The novel nanoparticle-based delivery system carries mRNA that encodes for an enzyme that acts as a molecular pair of scissors that snips the cancer cells’ DNA.

By Abigail Klein Leichman, Israel21C

There’s been a lot of press about upcoming Covid-19 vaccines built with mRNA – genetic messengers that carry instructions to cells to make proteins to treat or prevent disease.

This same technology was used to treat cancer in mice in the laboratory of Prof. Dan Peer, VP for R&D and head of the Laboratory of Precision Nanomedicine at the Shmunis School of Biomedicine and Cancer Research at Tel Aviv University.

The novel lipid nanoparticle-based delivery system, called CRISPR-LNPs, carries mRNA that encodes for the enzyme Cas9. This enzyme acts as a molecular pair of scissors that snips the cancer cells’ DNA, effectively destroying them.

The results of the study, funded by Israel Cancer Research Fund, were published November 18 in the Science Advances journal.

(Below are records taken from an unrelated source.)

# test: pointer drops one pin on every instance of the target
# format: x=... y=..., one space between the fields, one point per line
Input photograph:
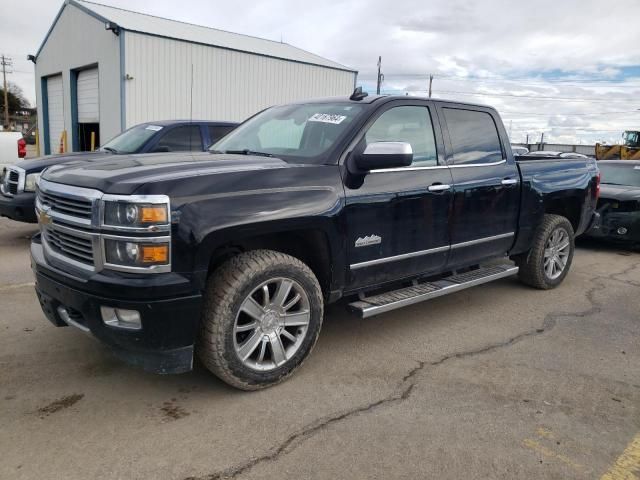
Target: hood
x=36 y=165
x=619 y=192
x=123 y=174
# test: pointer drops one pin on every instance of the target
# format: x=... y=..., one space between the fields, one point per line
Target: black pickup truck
x=233 y=254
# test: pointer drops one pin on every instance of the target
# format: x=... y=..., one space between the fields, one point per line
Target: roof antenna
x=191 y=112
x=358 y=94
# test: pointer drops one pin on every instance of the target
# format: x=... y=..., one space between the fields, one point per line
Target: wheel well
x=309 y=246
x=567 y=207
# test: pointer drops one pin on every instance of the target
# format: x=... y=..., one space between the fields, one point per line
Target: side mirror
x=379 y=155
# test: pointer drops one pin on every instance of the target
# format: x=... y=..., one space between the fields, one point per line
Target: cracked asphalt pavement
x=499 y=381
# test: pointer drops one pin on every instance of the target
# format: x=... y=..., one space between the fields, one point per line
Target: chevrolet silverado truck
x=18 y=182
x=231 y=255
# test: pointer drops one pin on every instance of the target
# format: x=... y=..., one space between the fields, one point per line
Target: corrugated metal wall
x=227 y=85
x=78 y=41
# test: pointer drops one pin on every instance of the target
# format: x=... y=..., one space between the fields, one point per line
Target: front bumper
x=170 y=312
x=619 y=227
x=20 y=207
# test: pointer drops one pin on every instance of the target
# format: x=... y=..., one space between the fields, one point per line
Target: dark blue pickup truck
x=18 y=182
x=232 y=254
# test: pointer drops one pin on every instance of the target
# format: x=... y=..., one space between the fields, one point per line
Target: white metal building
x=104 y=69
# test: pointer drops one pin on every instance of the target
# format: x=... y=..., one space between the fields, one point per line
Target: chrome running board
x=367 y=307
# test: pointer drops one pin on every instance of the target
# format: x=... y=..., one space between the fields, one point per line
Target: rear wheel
x=262 y=316
x=550 y=257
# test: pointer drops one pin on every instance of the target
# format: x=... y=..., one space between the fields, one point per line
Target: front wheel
x=262 y=316
x=550 y=257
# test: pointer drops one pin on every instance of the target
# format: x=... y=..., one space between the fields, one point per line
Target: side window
x=474 y=136
x=407 y=124
x=216 y=132
x=181 y=139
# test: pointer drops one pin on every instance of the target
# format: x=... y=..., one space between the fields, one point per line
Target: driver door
x=397 y=219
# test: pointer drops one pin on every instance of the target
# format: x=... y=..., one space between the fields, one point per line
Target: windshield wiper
x=246 y=151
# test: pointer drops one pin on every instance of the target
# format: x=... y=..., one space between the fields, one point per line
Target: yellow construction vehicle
x=629 y=150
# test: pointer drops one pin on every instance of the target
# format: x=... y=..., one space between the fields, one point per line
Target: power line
x=542 y=82
x=533 y=97
x=571 y=114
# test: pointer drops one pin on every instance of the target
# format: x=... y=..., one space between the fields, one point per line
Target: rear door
x=486 y=184
x=397 y=224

“This is the first study in the world to prove that the CRISPR genome editing system can be used to treat cancer in a living animal effectively,” said Peer.

“It must be emphasized that this is not chemotherapy. There are no side effects, and a cancer cell treated in this way will never become active again. The molecular scissors of Cas9 cut the cancer cell’s DNA, thereby neutralizing it and permanently preventing replication.”

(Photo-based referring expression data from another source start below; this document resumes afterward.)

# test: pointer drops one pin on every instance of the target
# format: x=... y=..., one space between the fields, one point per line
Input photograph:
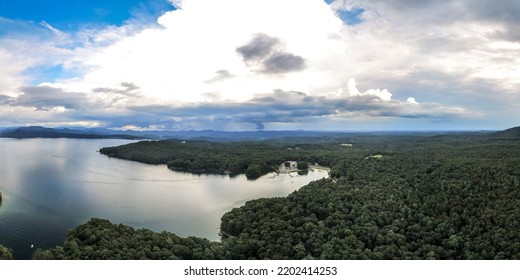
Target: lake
x=52 y=185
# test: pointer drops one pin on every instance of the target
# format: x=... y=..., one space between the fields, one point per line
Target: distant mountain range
x=508 y=134
x=211 y=135
x=101 y=133
x=43 y=132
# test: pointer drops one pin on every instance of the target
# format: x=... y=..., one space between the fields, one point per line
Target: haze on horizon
x=274 y=65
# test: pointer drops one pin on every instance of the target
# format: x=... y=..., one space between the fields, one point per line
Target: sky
x=260 y=64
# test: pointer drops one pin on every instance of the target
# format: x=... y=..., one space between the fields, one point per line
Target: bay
x=50 y=186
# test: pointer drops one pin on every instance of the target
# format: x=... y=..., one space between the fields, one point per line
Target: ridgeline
x=427 y=197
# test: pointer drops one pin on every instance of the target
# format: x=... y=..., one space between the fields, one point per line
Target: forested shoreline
x=422 y=197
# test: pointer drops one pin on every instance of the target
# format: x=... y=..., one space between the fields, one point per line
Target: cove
x=52 y=185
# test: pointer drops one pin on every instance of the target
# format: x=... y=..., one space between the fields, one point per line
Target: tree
x=5 y=253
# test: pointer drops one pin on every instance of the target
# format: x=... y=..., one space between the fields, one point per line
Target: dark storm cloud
x=504 y=12
x=283 y=63
x=293 y=107
x=258 y=48
x=268 y=53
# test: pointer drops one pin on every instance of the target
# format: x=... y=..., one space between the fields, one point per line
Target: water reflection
x=51 y=185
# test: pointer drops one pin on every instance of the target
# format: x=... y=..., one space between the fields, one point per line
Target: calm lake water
x=52 y=185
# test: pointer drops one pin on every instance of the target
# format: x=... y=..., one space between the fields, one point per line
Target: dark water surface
x=52 y=185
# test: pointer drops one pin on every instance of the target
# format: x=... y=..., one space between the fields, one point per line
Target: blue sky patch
x=72 y=15
x=350 y=17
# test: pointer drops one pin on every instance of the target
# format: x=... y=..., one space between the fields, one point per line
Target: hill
x=43 y=132
x=508 y=134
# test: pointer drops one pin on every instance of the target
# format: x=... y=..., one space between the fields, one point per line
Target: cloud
x=283 y=63
x=258 y=48
x=268 y=52
x=207 y=63
x=46 y=98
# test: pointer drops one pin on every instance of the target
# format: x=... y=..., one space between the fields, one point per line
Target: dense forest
x=388 y=197
x=253 y=159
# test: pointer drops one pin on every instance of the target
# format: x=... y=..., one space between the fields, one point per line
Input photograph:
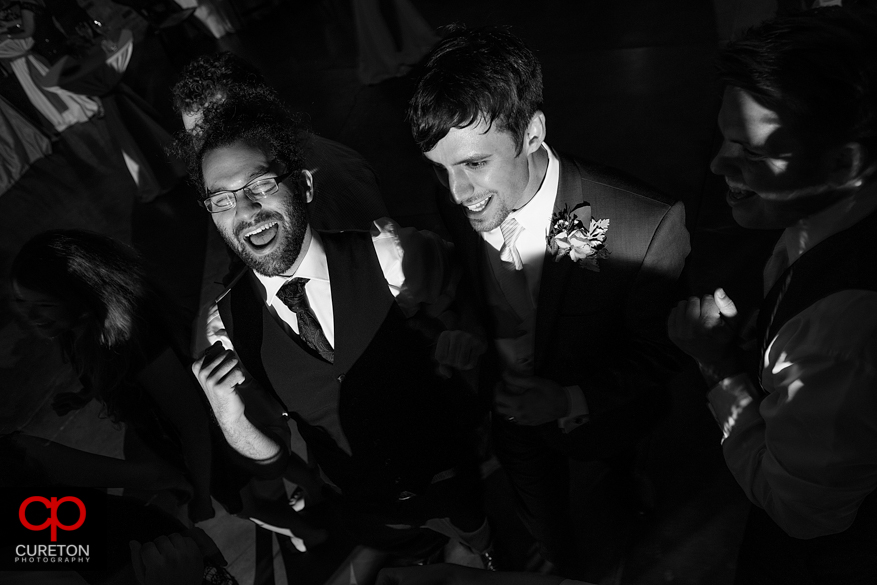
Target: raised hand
x=219 y=373
x=706 y=329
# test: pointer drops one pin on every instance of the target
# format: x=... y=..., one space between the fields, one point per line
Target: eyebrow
x=249 y=179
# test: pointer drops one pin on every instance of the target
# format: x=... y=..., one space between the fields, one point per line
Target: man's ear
x=848 y=164
x=535 y=134
x=308 y=184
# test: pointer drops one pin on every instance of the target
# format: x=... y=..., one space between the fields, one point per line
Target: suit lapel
x=556 y=274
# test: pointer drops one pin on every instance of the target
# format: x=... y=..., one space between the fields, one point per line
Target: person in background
x=572 y=266
x=799 y=418
x=90 y=295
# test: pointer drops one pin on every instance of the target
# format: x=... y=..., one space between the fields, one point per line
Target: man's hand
x=458 y=350
x=530 y=400
x=219 y=372
x=706 y=330
x=173 y=560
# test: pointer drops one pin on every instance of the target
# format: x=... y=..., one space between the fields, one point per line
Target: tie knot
x=510 y=229
x=509 y=254
x=292 y=293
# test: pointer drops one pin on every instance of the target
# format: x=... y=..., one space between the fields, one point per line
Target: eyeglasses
x=254 y=191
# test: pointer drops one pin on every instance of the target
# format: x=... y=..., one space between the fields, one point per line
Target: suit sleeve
x=807 y=453
x=647 y=359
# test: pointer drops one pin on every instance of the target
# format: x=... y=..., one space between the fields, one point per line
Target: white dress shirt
x=535 y=219
x=807 y=453
x=430 y=281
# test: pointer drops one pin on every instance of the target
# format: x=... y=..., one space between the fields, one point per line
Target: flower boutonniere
x=576 y=234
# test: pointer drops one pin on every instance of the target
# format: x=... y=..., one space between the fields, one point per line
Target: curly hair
x=264 y=123
x=472 y=75
x=818 y=64
x=126 y=317
x=209 y=78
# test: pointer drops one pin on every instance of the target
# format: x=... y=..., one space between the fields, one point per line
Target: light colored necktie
x=511 y=229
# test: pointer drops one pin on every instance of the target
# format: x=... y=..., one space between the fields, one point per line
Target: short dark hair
x=223 y=73
x=820 y=65
x=262 y=123
x=476 y=74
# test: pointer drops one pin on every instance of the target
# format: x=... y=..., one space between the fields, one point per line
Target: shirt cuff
x=578 y=410
x=727 y=400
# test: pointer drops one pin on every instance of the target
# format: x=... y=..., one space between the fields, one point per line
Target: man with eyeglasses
x=327 y=329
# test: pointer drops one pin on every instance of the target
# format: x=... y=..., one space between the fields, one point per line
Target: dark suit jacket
x=604 y=331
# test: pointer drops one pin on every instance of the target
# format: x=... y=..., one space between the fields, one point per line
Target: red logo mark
x=52 y=521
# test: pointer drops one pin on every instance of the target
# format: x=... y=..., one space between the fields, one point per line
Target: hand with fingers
x=706 y=329
x=168 y=560
x=530 y=400
x=219 y=372
x=458 y=350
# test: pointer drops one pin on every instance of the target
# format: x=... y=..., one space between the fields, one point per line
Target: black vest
x=844 y=261
x=404 y=424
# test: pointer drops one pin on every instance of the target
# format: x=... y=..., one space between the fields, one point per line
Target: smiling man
x=575 y=311
x=799 y=120
x=317 y=331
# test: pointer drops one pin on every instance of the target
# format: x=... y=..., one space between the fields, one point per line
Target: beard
x=293 y=224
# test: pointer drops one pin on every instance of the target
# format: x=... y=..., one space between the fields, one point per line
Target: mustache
x=260 y=217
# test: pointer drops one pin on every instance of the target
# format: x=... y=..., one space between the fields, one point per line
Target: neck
x=306 y=243
x=537 y=164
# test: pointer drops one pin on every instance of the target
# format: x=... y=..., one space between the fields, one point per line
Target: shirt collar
x=313 y=267
x=534 y=213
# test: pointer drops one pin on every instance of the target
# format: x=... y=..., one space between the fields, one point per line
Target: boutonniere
x=576 y=234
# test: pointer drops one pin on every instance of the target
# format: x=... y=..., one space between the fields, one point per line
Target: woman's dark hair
x=125 y=317
x=476 y=74
x=820 y=65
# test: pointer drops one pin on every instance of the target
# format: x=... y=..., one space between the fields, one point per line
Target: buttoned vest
x=404 y=424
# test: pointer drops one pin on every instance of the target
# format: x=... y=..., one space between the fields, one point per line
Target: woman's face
x=48 y=314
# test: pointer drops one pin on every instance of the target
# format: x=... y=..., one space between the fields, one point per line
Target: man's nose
x=723 y=162
x=460 y=186
x=246 y=206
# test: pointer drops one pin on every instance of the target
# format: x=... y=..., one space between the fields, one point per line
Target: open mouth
x=262 y=237
x=479 y=206
x=736 y=194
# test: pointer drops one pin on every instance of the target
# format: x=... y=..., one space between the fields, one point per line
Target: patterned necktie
x=293 y=296
x=511 y=229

Peer and his team chose to test the technology on two of the deadliest cancers: glioblastoma and metastatic ovarian cancer.

Glioblastoma is the most aggressive type of brain cancer, with a five-year survival rate of only 3%. A single treatment with CRISPR-LNPs doubled the average life expectancy of mice with glioblastoma tumors, improving their overall survival rate by about 30%.

Ovarian cancer is the most lethal cancer of the female reproductive system; only a third of the patients survive this disease. Treatment with CRISPR-LNPs in a metastatic ovarian cancer mice model increased their overall survival rate by 80%.

“The CRISPR genome editing technology, capable of identifying and altering any genetic segment, has revolutionized our ability to disrupt, repair or even replace genes in a personalized manner,” said Peer.

“Despite its extensive use in research, clinical implementation is still in its infancy because an effective delivery system is needed to safely and accurately deliver the CRISPR to its target cells. The delivery system we developed targets the DNA responsible for the cancer cells’ survival. This is an innovative treatment for aggressive cancers that have no effective treatments today.”

He said the research team now intends “to go on to experiments with blood cancers that are very interesting genetically, as well as genetic diseases such as Duchenne muscular dystrophy. It will probably take some time before the new treatment can be used in humans, but we are optimistic.”

The researchers include, among others, Daniel Rosenblum, Anna Gutkin and Dinorah Friedmann-Morvinski from TAU; Dr. Zvi Cohen, head of neurosurgical oncology at Sheba Medical Center, Dr. Mark Behlke, CSO at Integrated DNA Technologies; and Prof. Judy Lieberman of Boston Children’s Hospital and Harvard Medical School.

“Through Ramot, the technology transfer company of Tel Aviv University, we are already negotiating with international corporations and foundations, aiming to bring the benefits of genetic editing to human patients,” said Peer.